Breakdown of Unitary Octet Symmetry in a Nonlinear Spinor Model of Elementary-Particle Theory

Abstract

We consider the spontaneous breakdown of unitary octet symmetry in a nonlinear spinor model of elementary-particle theory. Our model is an adaptation to unitary octet symmetry of a model originated by Nambu and Jona-Lasinio and contains $S{U}_3\otimes S{U}_3$ symmetry in the same way that their model contained $S{U}_2\otimes S{U}_2$ symmetry. We derive an exact formula for the physical baryon mass that reduces to the usual superconductor-type formula in the lowest order approximation.

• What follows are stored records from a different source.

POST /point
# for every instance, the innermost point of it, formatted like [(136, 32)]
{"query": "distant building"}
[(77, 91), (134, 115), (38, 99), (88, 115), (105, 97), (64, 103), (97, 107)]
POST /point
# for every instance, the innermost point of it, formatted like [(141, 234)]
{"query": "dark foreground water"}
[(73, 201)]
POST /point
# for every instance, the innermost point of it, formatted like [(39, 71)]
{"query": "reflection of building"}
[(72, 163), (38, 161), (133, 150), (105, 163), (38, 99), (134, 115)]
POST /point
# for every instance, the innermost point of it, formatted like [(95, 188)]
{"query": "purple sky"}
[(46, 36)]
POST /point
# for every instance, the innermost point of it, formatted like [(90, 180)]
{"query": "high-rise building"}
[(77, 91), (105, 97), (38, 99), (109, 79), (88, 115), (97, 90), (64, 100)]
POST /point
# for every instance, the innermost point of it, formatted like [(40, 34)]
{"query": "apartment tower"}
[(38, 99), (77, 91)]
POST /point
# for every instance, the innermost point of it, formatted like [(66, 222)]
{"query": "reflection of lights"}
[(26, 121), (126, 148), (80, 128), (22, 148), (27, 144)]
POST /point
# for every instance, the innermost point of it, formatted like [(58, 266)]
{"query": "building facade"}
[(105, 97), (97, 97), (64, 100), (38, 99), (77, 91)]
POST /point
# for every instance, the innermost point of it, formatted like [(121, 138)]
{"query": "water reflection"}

Nonperturbative solutions that leave the physical $\Lambda$ and $\Sigma$ masses degenerate are obtained. We confirm the presence in our nonperturbative solutions of massless pseudoscalar and scalar mesons transforming as components of $F$-type octets as predicted by the Goldstone theorem. We also find massless pseudoscalar and scalar mesons that transform as components of unitary spin decimets. We explain that only the $F$ octets are Goldstone mesons associated with the spontaneous breakdown of octet symmetry in our model, whereas the massless decimets are associated with the invariance of a restricted part of our Lagrangian under a larger group and their masslessness is not a consequence of symmetry breakdown in our solutions.